Le projet Mandalika, situé sur l’île de Lombok, est l’une des initiatives des « 10 nouvelles Bali » annoncées par le président indonésien Joko Widodo en 2017, en vue de créer des pôles touristiques dans tout le pays pour attirer à la fois les investissements étrangers et les touristes. La BAII est un bailleur de fonds essentiel pour ce projet de 3 milliards de dollars US (2,53 milliards d’euros).

À mesure que la BAII multiplie les investissements dans la région, notamment dans des pays comme la Birmanie où, en février, l’armée a arraché le pouvoir des mains d’un gouvernement démocratiquement élu et, dans les mois qui ont suivi, réprimé l’opposition, avec plus de 1.000 personnes tuées à ce jour, le projet Mandalika pourrait être le précurseur de craintes plus vastes en matière de droits humains et de travail à propos des investissements de la Chine en Asie du Sud-Est.

« Ce qui est préoccupant, compte tenu du bilan peu reluisant des multinationales chinoises en matière de respect des droits des travailleurs et des syndicats, c’est que les travailleurs […] seront probablement soumis à de très mauvaises conditions et normes de travail, malgré les politiques de sauvegarde de la BAII », déclare Maung Maung, président de la Confédération des syndicats de Birmanie (Confederation of Trade Unions, CTUM).

Absence de consentement éclairé et de consultations en bonne et due forme

L’île de Lombok, située à l’est de Bali, fait partie de la province des Petites îles de la Sonde occidentale (aussi appelée Nusa Tenggara occidental), l’une des plus pauvres d’Indonésie. Le plan de développement de la zone entourant Mandalika prévoit la construction d’un complexe touristique intégré de 1.175 hectares comprenant des hôtels et un circuit pour le Grand Prix moto, ce dernier étant actuellement en construction. La BAII est l’un des bailleurs de fonds aux côtés du groupe français VINCI Construction Grands Projets.

Au début de l’année, le Haut-Commissariat des Nations unies aux droits de l’homme (HCDH) a publié une déclaration détaillant ses préoccupations concernant les accaparements de terres, évictions de communautés autochtones de l’ethnie sasak et intimidations et menaces à l’encontre de défenseurs des droits humains.
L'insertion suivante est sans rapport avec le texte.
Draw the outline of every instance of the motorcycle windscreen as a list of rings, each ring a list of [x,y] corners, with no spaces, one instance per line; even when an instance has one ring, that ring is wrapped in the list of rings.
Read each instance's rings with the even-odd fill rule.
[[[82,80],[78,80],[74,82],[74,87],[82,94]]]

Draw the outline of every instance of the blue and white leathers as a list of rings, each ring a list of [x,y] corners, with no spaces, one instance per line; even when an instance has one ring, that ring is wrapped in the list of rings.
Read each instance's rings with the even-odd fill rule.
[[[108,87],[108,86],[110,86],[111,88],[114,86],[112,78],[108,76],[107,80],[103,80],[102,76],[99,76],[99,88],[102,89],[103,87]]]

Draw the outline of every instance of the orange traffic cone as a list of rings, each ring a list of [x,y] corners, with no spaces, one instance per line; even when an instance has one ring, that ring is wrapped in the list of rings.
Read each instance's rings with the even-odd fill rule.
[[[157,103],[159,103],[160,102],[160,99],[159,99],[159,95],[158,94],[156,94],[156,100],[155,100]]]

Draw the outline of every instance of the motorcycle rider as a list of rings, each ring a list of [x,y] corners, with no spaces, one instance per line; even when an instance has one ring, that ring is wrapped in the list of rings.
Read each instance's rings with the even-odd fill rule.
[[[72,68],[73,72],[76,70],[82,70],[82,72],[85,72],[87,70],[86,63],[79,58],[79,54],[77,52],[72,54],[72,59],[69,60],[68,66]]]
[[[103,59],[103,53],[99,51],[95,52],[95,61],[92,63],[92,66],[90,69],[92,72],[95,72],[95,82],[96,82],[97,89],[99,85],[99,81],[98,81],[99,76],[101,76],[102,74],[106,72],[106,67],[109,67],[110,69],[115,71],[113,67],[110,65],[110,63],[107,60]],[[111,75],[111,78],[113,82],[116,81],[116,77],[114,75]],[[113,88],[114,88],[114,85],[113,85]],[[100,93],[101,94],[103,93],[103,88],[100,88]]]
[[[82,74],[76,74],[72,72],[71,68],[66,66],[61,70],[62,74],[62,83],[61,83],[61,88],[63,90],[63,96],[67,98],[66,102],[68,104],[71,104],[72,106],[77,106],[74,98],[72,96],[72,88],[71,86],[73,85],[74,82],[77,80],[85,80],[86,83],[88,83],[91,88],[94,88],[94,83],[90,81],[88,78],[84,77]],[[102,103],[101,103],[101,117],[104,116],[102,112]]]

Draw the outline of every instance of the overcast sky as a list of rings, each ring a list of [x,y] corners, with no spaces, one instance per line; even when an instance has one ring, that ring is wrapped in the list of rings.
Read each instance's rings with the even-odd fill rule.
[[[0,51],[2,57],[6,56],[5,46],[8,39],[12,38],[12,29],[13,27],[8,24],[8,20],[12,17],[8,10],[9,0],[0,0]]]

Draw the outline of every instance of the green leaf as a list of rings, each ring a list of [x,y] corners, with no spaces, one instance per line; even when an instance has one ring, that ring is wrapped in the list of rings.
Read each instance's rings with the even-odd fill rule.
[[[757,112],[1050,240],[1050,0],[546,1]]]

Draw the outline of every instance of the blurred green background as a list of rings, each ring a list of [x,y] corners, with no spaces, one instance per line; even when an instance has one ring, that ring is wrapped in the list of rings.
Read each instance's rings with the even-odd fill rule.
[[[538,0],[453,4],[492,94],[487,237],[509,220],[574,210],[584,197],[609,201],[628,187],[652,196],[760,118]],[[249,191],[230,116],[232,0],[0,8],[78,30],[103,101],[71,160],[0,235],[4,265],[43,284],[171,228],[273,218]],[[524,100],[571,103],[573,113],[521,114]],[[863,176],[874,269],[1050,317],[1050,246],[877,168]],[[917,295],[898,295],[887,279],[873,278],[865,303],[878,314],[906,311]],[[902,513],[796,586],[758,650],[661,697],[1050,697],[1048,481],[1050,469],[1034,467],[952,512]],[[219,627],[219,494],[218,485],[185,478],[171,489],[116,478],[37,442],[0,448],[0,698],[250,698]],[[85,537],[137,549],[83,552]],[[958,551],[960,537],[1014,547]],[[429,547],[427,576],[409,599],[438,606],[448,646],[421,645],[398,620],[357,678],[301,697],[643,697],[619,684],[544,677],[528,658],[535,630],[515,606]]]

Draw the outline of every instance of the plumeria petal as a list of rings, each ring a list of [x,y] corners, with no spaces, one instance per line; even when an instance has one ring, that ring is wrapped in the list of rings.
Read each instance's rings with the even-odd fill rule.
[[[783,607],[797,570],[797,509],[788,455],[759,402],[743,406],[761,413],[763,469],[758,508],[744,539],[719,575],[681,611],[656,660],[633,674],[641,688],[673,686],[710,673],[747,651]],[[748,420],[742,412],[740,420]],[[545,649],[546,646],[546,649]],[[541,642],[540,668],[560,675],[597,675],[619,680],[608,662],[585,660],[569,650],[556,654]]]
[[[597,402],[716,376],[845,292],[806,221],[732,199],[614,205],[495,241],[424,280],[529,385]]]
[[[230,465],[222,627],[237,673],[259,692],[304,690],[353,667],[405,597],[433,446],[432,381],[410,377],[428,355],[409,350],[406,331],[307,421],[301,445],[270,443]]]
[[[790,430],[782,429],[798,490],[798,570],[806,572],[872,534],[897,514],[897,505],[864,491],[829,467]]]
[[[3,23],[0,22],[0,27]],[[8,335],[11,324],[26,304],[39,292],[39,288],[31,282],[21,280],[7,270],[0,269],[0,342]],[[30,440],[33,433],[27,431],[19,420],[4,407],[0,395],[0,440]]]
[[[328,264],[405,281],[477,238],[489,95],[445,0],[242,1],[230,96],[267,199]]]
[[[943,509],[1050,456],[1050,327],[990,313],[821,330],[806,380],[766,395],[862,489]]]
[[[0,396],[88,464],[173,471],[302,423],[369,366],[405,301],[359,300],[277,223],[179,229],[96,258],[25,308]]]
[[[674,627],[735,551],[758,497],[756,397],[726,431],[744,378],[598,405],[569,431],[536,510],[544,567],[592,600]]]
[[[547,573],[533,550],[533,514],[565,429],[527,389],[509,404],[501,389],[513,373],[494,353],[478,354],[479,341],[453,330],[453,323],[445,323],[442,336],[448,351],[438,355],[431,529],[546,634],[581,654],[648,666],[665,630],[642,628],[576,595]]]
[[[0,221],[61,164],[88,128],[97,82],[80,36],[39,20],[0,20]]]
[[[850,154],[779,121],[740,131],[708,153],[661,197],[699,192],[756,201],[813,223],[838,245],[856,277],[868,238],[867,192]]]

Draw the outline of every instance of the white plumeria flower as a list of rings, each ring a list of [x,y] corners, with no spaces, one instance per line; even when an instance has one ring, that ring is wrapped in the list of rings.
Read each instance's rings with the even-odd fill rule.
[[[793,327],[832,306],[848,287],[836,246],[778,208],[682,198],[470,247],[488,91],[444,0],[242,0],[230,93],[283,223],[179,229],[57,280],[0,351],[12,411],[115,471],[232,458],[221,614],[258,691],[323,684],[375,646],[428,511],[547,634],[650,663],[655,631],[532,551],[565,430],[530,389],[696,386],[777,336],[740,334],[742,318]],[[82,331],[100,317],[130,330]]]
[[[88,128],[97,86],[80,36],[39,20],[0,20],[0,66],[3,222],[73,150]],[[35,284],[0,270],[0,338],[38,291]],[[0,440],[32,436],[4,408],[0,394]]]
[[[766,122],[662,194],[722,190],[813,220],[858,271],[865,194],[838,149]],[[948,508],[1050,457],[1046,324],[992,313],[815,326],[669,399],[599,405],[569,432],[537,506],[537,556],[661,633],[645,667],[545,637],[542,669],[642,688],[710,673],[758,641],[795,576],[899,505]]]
« Eu égard à la sombre histoire des violations des droits humains et des accaparements de terres dans la région, la BAII et les entreprises ne peuvent pas détourner le regard et continuer à faire comme si de rien n’était. »

« Leur incapacité à prévenir et à traiter les risques de violations des droits humains est assimilable à une complicité dans ces violations », a déclaré Olivier De Schutter, rapporteur spécial des Nations unies sur l’extrême pauvreté et les droits de l’homme, dans le communiqué de mars 2021.
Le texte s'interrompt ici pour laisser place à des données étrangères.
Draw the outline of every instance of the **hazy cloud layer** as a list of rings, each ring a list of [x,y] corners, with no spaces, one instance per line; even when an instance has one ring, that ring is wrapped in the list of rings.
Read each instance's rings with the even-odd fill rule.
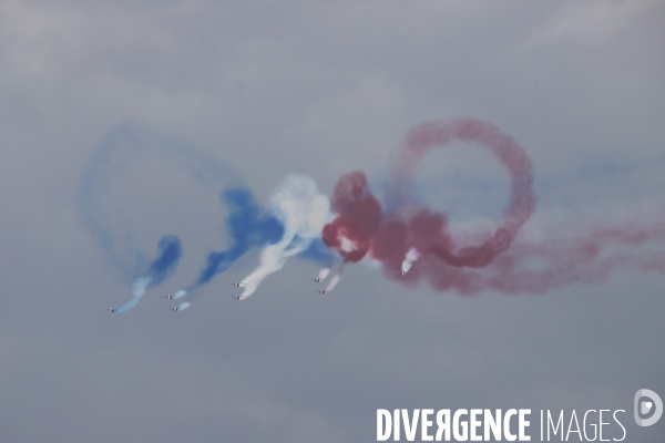
[[[630,442],[662,440],[631,404],[665,394],[662,275],[469,298],[359,264],[319,296],[318,268],[289,261],[232,301],[253,250],[174,315],[158,297],[226,246],[225,213],[146,157],[119,169],[114,214],[150,247],[178,235],[184,255],[112,316],[130,289],[76,195],[129,119],[232,165],[265,205],[289,173],[329,195],[362,168],[380,188],[409,127],[473,116],[533,161],[525,236],[649,219],[665,202],[663,41],[658,1],[1,2],[0,441],[367,442],[378,408],[471,406],[625,409]],[[474,146],[433,153],[422,176],[461,229],[509,198]]]

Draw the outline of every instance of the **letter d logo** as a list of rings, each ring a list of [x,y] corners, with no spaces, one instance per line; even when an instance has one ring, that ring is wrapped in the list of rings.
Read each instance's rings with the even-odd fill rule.
[[[641,403],[640,399],[643,396],[646,396],[649,400]],[[635,392],[635,404],[633,406],[635,423],[637,423],[638,426],[651,426],[661,419],[661,415],[663,415],[663,400],[661,400],[657,393],[649,389],[641,389],[640,391]],[[641,414],[648,414],[654,406],[656,410],[652,416],[648,419],[640,418]]]

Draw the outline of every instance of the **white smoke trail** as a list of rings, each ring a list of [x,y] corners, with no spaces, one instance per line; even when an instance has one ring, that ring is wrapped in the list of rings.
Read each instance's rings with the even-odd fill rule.
[[[328,274],[330,274],[330,268],[324,268],[321,270],[319,270],[319,275],[317,276],[317,280],[318,281],[324,281],[326,279],[326,277],[328,277]]]
[[[243,279],[246,285],[241,300],[254,293],[264,278],[282,269],[288,257],[304,251],[320,236],[330,203],[313,178],[289,175],[270,198],[270,210],[284,225],[284,236],[263,249],[258,267]]]
[[[178,290],[177,292],[171,296],[172,299],[177,300],[178,298],[183,298],[187,295],[187,291],[184,289]]]
[[[191,303],[191,302],[188,302],[188,301],[183,301],[183,302],[182,302],[182,303],[180,303],[180,305],[177,306],[177,308],[175,308],[174,310],[175,310],[176,312],[184,311],[185,309],[187,309],[187,308],[188,308],[188,307],[191,307],[191,306],[192,306],[192,303]]]
[[[420,253],[418,251],[418,249],[416,249],[416,248],[409,249],[409,251],[407,253],[407,255],[405,257],[405,261],[402,261],[401,271],[403,274],[408,272],[411,269],[413,261],[418,260],[419,258],[420,258]]]
[[[341,274],[337,272],[328,282],[328,286],[326,286],[326,289],[324,289],[324,293],[328,293],[330,292],[332,289],[335,289],[335,287],[337,286],[337,284],[339,282],[339,280],[341,280]]]

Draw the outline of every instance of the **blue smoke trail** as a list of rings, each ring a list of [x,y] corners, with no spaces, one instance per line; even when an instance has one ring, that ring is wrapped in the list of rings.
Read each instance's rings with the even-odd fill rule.
[[[198,275],[196,284],[190,286],[187,291],[224,272],[250,248],[274,244],[284,235],[284,226],[274,216],[265,214],[249,189],[226,189],[219,196],[219,200],[228,208],[226,229],[233,245],[223,251],[208,255],[206,266]]]
[[[215,193],[242,183],[239,175],[215,157],[194,151],[186,143],[151,131],[134,121],[113,128],[93,152],[83,172],[79,204],[83,220],[99,243],[112,267],[130,285],[134,297],[116,312],[126,311],[139,302],[149,287],[162,284],[171,276],[182,256],[180,240],[165,236],[158,241],[156,258],[150,259],[141,241],[125,224],[119,224],[116,212],[109,207],[109,189],[122,179],[119,162],[142,153],[171,161],[174,165]]]
[[[145,275],[136,279],[132,285],[133,297],[130,301],[121,306],[115,312],[125,312],[139,303],[145,290],[151,286],[158,286],[166,279],[177,266],[177,261],[183,255],[180,239],[176,236],[164,236],[157,244],[160,254],[147,268]]]
[[[80,207],[84,222],[111,265],[132,289],[132,299],[115,312],[124,312],[136,306],[147,288],[161,285],[173,274],[182,256],[177,237],[165,236],[157,245],[158,254],[151,259],[127,225],[129,222],[119,218],[117,212],[109,206],[109,189],[122,179],[123,171],[119,166],[127,162],[139,164],[134,163],[133,157],[137,154],[167,159],[208,189],[221,192],[219,202],[228,210],[224,226],[229,246],[224,250],[209,253],[194,282],[172,296],[177,299],[188,295],[190,301],[182,303],[181,310],[191,306],[192,299],[196,297],[192,290],[226,271],[249,249],[265,248],[284,240],[285,215],[275,208],[268,210],[262,207],[235,171],[173,136],[151,131],[133,121],[124,122],[111,131],[93,153],[80,186]],[[124,222],[124,225],[119,224],[119,220]],[[294,220],[289,223],[293,224]],[[297,225],[301,223],[305,220]],[[318,262],[329,261],[330,253],[320,239],[315,240],[311,233],[306,237],[303,239],[296,235],[294,246],[285,245],[284,253],[290,256],[305,248],[301,250],[303,258]]]

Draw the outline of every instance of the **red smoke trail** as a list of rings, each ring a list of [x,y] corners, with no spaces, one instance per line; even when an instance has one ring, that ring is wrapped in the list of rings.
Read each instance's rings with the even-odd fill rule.
[[[330,208],[338,215],[324,226],[324,243],[329,248],[336,248],[345,261],[361,260],[381,224],[381,205],[369,190],[362,171],[339,178]]]
[[[479,233],[473,245],[448,229],[446,214],[422,207],[411,197],[418,163],[432,148],[456,140],[488,147],[511,178],[503,216],[492,233]],[[603,281],[617,269],[665,274],[664,251],[636,253],[648,240],[665,239],[665,224],[598,228],[577,238],[514,244],[535,208],[532,184],[531,159],[495,126],[473,119],[424,123],[407,134],[397,157],[387,188],[392,210],[383,214],[362,172],[344,175],[331,199],[338,216],[325,226],[323,239],[345,262],[370,254],[395,280],[413,284],[424,278],[437,290],[456,289],[463,295],[487,289],[539,293],[571,282]],[[409,274],[395,272],[411,248],[421,257]]]

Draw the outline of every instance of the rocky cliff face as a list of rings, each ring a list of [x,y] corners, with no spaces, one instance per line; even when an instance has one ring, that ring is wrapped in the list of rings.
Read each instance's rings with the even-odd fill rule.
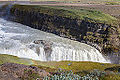
[[[90,22],[89,18],[84,20],[68,18],[41,13],[40,11],[28,11],[13,6],[10,13],[12,20],[28,25],[32,28],[51,32],[61,37],[77,40],[96,47],[102,53],[118,52],[120,50],[120,37],[118,26],[110,24]]]

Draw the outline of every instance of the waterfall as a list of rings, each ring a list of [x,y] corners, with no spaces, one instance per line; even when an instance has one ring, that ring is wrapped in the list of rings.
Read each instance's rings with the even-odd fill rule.
[[[0,54],[40,61],[109,63],[95,48],[0,18]]]

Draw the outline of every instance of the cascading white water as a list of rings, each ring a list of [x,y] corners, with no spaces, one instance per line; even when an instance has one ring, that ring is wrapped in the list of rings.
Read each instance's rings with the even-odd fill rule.
[[[39,43],[35,43],[35,40],[38,40]],[[61,38],[1,18],[0,53],[40,61],[109,62],[97,49],[87,44]]]

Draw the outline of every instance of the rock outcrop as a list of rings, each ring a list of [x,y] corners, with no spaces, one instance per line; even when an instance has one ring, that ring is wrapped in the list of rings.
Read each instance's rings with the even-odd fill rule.
[[[50,41],[46,41],[46,40],[35,40],[33,43],[34,43],[34,44],[37,44],[37,45],[42,44],[42,45],[43,45],[43,49],[44,49],[44,51],[45,51],[46,59],[49,59],[49,57],[50,57],[50,55],[51,55],[51,53],[52,53],[52,44],[53,44],[53,43],[50,42]],[[37,53],[40,54],[40,49],[39,49],[39,47],[36,49],[36,51],[37,51]],[[38,55],[39,55],[39,54],[38,54]]]

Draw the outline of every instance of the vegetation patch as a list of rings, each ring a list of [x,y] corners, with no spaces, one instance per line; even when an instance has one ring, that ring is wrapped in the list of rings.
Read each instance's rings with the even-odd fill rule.
[[[89,22],[97,23],[111,24],[114,23],[114,21],[117,21],[116,18],[108,14],[87,9],[75,10],[39,5],[14,5],[12,7],[12,12],[14,12],[15,9],[26,12],[38,12],[51,16],[61,16],[70,19],[87,20]]]

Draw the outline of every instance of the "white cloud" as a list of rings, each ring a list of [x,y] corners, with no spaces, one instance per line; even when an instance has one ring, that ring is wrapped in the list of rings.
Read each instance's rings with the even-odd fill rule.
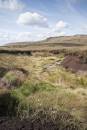
[[[0,9],[19,10],[23,8],[23,3],[20,0],[0,0]]]
[[[61,30],[65,29],[65,28],[68,28],[68,26],[69,26],[68,23],[60,20],[60,21],[58,21],[56,23],[55,30],[61,31]]]
[[[17,23],[27,26],[48,27],[47,18],[36,12],[25,12],[20,14]]]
Selon le HCDH, des allégations crédibles font état de saisies de terres, de destruction de maisons, de champs, de sources d’eau et de sites culturels ou religieux et indiquent que les habitants qui ont contesté ont fait l’objet d’intimidations et de menaces. Mme Wang estime que tous ces problèmes auraient pu être évités.
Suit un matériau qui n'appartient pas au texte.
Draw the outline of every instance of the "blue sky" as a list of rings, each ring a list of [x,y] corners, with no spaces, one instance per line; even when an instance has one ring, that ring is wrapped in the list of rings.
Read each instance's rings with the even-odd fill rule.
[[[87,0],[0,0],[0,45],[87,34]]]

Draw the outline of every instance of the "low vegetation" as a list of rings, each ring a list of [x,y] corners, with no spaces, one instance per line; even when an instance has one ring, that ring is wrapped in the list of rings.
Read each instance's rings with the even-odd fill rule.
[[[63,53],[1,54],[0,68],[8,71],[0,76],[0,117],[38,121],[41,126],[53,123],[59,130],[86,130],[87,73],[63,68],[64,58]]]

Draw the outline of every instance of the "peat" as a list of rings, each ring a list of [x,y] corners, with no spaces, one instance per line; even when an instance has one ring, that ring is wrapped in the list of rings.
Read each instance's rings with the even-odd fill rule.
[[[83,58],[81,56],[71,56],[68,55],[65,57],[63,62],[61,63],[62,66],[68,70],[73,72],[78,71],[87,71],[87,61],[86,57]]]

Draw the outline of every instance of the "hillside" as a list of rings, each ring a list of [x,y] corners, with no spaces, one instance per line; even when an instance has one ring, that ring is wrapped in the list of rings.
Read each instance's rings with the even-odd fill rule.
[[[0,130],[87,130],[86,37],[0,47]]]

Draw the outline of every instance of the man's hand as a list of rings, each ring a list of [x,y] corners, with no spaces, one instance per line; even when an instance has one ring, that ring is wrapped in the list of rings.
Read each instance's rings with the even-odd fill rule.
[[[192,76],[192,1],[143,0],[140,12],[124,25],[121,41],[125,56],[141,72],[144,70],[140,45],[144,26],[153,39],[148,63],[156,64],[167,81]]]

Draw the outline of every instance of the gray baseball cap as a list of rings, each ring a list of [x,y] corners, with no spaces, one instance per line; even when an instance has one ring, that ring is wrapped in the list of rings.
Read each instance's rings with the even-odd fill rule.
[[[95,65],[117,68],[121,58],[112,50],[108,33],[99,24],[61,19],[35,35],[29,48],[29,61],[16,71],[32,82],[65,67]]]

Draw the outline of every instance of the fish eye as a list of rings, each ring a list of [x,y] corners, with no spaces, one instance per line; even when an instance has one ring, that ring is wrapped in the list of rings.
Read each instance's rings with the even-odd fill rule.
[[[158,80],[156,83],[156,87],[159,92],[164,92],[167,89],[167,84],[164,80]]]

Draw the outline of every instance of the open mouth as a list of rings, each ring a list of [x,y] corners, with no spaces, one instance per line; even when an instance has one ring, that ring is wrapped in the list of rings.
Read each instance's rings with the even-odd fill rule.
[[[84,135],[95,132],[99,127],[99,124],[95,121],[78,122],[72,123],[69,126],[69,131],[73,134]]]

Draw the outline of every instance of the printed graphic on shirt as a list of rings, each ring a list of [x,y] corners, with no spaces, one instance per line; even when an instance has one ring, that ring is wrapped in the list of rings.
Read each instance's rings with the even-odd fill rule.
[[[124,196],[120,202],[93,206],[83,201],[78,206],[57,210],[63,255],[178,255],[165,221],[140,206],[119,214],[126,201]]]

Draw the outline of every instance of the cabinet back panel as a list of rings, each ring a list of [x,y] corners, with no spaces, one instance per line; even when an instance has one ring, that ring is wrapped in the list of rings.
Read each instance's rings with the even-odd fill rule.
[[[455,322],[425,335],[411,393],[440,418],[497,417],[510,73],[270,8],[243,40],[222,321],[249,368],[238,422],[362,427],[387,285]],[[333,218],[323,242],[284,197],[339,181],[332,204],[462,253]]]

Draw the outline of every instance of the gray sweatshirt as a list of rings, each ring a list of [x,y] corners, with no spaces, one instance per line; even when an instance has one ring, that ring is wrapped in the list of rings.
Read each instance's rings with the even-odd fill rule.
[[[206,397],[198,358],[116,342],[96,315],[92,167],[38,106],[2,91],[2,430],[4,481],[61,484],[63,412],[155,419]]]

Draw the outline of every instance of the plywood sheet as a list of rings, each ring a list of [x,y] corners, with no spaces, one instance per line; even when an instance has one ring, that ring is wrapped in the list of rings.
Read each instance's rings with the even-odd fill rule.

« La banque a négligé d’exiger de son client qu’il procède à une évaluation approfondie de l’impact environnemental et social […] et a rejeté la recommandation formulée par une coalition de supervision des infrastructures basée en Indonésie de divulguer son propre audit de l’arpentage des terres, et ce, malgré les rapports faisant état de conflits fonciers, de déplacements sous la contrainte de populations et d’expropriations foncières dans des conditions menaçantes pour les personnes affectées par le projet », explique-t-elle.

Expulsions forcées

Des membres de la communauté qui se sont entretenus avec Equal Times ont déclaré que certains résidents vivent encore dans la zone du projet touristique, notamment une communauté de pêcheurs. Ils affirment que pas moins de cinq séries d’expulsions forcées ont été menées depuis 2019.

« Ces communautés vulnérables, y compris les autochtones de Mandalika, ont perdu leur droit à participer à la prise de décision publique dans un climat exempt d’intimidation », déclare Mme Wang. « Outre les moyens de subsistance perdus, nombre d’entre eux vivent désormais dans une pauvreté accablante depuis que le projet a été approuvé. »

Dans une réponse au HCDH, le gouvernement indonésien a nié que l’Indonesia Tourism Development Corporation, le partenaire local chargé de l’implémentation, n’ait pas indemnisé correctement la population locale et a affirmé qu’il n’y avait pas eu d’accaparement de terres ni de déplacements forcés.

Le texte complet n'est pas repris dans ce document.